Last weekend we had a visit to my brother and his wife's, but I'm staying relatively schtum about that one apart from telling you that being with a woman in her 60's who had a tantrum at 10-pin bowling was not the most uncomfortable bit. 'Nuff said!

Which brings me to my work, which drastically altered this past Friday when I reached a momentous milestone. I have finished all my clinical one-to-one work! It's been a year since this was put in motion, but clinical work isn't 'clean' in the sense it needs working up to the end if at all possible. I felt this way was both respectful to both me and my clients.

So that's it. I'm still a Clinical Psychologist as I had to do my registration a few weeks ago and it lasts for 2 years, and still have lots of teaching work and conference work and workshops, but it really is a big change for me. And, because undoubtedly I shall have some spare time, I've decided to take on a short OU course called Understanding The Weather, which starts on 6th April... yes, ok, I know I probably should've given myself a bit of down time, but it's the very last time this course is being presented and I've wanted to do it for a while.

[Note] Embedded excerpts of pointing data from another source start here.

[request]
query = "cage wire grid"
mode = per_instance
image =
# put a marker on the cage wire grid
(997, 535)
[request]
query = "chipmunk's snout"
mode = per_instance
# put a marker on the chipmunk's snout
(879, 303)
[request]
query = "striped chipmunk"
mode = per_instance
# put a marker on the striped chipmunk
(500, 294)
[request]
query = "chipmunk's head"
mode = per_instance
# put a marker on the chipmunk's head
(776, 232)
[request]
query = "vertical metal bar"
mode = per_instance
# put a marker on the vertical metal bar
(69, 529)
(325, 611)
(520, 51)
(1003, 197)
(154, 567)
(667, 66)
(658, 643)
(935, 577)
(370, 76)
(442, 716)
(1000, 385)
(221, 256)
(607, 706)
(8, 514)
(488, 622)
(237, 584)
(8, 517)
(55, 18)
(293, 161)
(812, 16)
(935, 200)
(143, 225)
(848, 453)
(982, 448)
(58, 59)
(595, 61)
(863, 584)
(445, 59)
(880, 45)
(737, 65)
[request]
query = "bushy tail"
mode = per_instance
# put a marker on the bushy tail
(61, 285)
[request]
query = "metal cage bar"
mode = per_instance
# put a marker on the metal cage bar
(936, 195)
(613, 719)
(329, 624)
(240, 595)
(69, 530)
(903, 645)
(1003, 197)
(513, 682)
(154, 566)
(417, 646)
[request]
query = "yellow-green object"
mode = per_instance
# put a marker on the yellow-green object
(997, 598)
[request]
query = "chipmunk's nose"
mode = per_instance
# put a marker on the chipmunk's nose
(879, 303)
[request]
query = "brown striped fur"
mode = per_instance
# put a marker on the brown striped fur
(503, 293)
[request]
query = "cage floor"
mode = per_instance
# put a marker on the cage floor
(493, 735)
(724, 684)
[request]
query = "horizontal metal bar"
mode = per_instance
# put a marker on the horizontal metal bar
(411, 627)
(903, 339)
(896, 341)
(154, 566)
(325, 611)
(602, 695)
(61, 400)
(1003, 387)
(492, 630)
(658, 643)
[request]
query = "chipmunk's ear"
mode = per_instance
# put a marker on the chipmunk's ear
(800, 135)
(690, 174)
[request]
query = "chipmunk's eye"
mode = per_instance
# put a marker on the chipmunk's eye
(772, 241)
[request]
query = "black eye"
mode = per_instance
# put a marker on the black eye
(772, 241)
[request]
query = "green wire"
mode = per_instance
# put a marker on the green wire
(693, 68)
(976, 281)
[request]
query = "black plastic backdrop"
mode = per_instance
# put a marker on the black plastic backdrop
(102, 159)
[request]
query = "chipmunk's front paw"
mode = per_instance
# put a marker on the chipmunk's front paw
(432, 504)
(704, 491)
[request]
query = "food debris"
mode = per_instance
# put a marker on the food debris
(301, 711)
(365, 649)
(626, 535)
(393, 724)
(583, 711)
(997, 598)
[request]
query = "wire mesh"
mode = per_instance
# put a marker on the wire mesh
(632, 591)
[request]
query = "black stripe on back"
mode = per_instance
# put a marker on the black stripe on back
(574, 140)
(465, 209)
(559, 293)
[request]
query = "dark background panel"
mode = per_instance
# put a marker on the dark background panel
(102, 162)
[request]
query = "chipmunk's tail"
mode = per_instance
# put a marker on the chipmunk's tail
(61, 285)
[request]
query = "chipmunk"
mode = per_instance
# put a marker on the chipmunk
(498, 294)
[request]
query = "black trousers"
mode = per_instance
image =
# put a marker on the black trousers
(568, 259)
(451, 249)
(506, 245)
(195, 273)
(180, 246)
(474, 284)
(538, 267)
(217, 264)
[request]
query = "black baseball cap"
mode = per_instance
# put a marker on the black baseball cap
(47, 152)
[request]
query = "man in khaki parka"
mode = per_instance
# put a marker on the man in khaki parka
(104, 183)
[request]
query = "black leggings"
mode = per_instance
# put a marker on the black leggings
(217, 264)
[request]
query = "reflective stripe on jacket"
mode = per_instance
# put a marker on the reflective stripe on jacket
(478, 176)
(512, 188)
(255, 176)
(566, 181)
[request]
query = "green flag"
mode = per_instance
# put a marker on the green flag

That's my excuse and I'm sticking to it!

We went to NT Live at the Pavilion in Galashiels on Thursday night, which was a brilliant production of Alan Bennett's new play 'People' and very good it was too.

Last night was Gordon Film Club night. We watched Michael Clayton (starring George Clooney, Tom Wilkinson, Tilda Swinton and Sydney Pollack) while sipping Prosecco and eating delicious nibbles in great company. It's not actually a film I would've taken myself to, which is why think a Film Club is such a great idea and certainly opens my mind to other movies than my usual diet.

Tomorrow I'm off to Chester with a colleague to deliver another conference presentation and also a workshop. It would've been wonderfully easy if I could've rolled out my presentation from Birmingham, but no such luck.

And that's that... apart from telling you there's no change on the coffee plant front, but the Sweetheart plant I've had since 1983 and moved to the bathroom a couple of months ago is absolutely loving it's new home.

Phew! That really is the end of today's blog!